Sir John went on to write a celebrated 2013 biography of Bach, where he recounted his memory of the sternness of the composer’s gaze in the portrait, which was painted by Elias Gottlob Haussmann.   

The conductor was educated at the private Bryanston School and then studied history at Cambridge. 

It was there that he launched his career as a conductor, with a performance of Italian composer Monteverdi’s Vespo della Beata Vergine in 1964. 

After university, Sir John joined the BBC Northern Orchestra – now the BBC Philharmonic as an apprentice conductor and in 1968 founded the Monteverdi Orchestra, which developed into the English Baroque Soloists.

The group performed at the Coronation of the King in May, a fact which typified his friendship with the monarch himself. 

In 1998, the year he was knighted, Gardiner was a guest of King Charles and Camilla at Sandringham. 

He was among guests who also included New Labour supremo Peter Mandelson and Lady Susan Hussey, the late Queen’s lady-in-waiting.

A source close to Sir John said the scorching 39C heat in La Côte-Saint-André had affected his behaviour

Sir John, known to his colleagues as ‘Jiggy’, has previously provoked criticism in the industry for his exacting standards and desire for control

The group spent time in the Norfolk countryside looking at churches before they enjoyed a picnic around blazing fires in Hunstanton.

They then returned to Sandringham for dinner, where musicians performed to guests.  

The gathering was the latest in a string of similar weekends that the King enjoyed with friends, but it marked the first time that Camilla was seen among the group. 

In 2014, Gardiner told the Daily Mail that the King ‘drops in regularly’ to his 500-acre organic Dorset farm, which is close to the monarch’s Poundbury development.

He added: ‘I once gave him a couple of breeding heifers, and when he knighted me he leaned forward with his sword on my shoulder and said, “thanks for the heifers.” 

Sir John, known to his colleagues as ‘Jiggy’, has previously provoked criticism in the industry for his exacting standards and desire for control.

In an interview with the Financial Times in 2010, he said: ‘I can be impatient, I get stroppy, I haven’t always been compassionate.

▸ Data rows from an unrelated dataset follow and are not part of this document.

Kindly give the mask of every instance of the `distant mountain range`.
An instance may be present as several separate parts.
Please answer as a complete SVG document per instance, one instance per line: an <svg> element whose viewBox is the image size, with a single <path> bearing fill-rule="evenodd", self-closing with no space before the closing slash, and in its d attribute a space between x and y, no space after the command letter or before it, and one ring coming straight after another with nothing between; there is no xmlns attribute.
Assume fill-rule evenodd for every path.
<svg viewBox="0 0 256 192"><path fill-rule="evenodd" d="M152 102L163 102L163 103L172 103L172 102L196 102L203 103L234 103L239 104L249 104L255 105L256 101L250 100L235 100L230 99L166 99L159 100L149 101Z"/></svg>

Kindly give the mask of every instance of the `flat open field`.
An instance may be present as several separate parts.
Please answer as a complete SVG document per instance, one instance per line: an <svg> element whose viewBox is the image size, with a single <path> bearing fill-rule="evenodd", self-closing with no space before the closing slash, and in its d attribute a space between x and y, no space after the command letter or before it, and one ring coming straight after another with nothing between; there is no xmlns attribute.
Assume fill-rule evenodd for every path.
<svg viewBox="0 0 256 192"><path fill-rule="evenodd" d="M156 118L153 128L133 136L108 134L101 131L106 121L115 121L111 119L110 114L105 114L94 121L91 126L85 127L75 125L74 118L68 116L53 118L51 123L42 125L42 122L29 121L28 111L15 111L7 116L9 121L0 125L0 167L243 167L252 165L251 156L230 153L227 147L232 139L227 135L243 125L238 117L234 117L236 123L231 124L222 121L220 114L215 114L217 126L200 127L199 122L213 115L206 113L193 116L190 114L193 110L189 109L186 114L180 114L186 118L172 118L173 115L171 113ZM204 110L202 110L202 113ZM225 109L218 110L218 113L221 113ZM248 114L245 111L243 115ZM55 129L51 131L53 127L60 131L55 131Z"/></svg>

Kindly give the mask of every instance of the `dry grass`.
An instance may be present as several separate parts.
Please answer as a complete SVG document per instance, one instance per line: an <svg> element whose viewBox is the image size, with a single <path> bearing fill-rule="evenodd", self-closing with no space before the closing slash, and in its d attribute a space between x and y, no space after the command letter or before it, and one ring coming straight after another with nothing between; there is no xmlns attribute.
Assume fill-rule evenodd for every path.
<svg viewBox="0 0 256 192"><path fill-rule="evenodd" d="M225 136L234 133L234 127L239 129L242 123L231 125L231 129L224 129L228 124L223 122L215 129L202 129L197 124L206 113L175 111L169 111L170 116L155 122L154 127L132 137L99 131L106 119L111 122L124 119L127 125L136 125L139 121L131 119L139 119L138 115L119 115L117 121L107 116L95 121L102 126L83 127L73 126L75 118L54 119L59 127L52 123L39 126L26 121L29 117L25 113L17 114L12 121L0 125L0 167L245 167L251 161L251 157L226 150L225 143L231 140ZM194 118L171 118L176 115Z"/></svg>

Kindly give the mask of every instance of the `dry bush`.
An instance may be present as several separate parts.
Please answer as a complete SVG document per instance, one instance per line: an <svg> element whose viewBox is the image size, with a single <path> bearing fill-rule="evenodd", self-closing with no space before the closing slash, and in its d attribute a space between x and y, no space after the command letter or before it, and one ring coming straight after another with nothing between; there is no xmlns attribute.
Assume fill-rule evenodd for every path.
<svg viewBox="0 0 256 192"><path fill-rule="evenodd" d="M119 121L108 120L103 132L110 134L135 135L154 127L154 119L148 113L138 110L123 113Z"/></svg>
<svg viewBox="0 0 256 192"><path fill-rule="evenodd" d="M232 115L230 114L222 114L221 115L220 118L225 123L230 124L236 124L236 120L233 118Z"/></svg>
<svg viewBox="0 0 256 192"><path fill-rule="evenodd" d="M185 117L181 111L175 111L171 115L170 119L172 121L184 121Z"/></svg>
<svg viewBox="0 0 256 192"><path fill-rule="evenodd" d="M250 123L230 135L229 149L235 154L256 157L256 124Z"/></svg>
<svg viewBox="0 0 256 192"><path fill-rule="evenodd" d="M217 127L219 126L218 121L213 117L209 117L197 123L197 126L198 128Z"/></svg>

I made plenty of mistakes in my early years.’

He reportedly failed to land the job as musical director of Opera North because the musicians refused to work with him.

And during his time with the London Symphony Orchestra, he was reported to have become furious with a brass player.

The Times’s chief culture writer highlighted industry figures’ complaints about Sir John’s past behaviour. 

He wrote today: ‘I have many friends in the music business who say they have witnessed him slighting, humiliating or rebuking singers and instrumentalists, often in rehearsals with dozens of their colleagues watching.’

Despite his alleged behaviour, Sir John is widely commended for being one of the key figures in the early music revival – the colloquial term for the renewed popularity of music from the likes of the baroque and early classical periods.

He has appeared regularly as a guest conductor with Europe’s most important symphony orchestras, including the London Symphony Orchestra and the Vienna and Berlin Philharmonic orchestras. 

Sir John is seen conducting in 1990. He has appeared regularly as a guest conductor with Europe’s most important symphony orchestras, including the London Symphony Orchestra and the Vienna and Berlin Philharmonic orchestras

The conductor has performed more than 250 recordings of music of the likes of Bach and Haydn – as well as other famed composers – for top European record companies. 

In 1991, Gardiner conducted Mozart’s Requiem, his great unfinished work, on the 200th anniversary of his death. 

His conducting feats also include the performance in 1999 of J.S. Bach’s 200-plus cantatas all over Europe on the liturgically correct dates for which they were composed. 

In 2019, Sir John performed for the first time in Colombia, Russia, Brazil, Uruguay, Argentina and Chile and conducted new productions of works by George Frideric Handel and Louis-Hector Berlioz.  

In 2011, he was made a Chevalier de la Légion d’honneur, the highest honour in France. 

He has three children with his first wife, Elizabeth Wilcock, whom he was married to from 1981 until 1997. 

His second marriage, to the granddaughter of conductor Victor de Sabata, lasted from 2001 until 2019.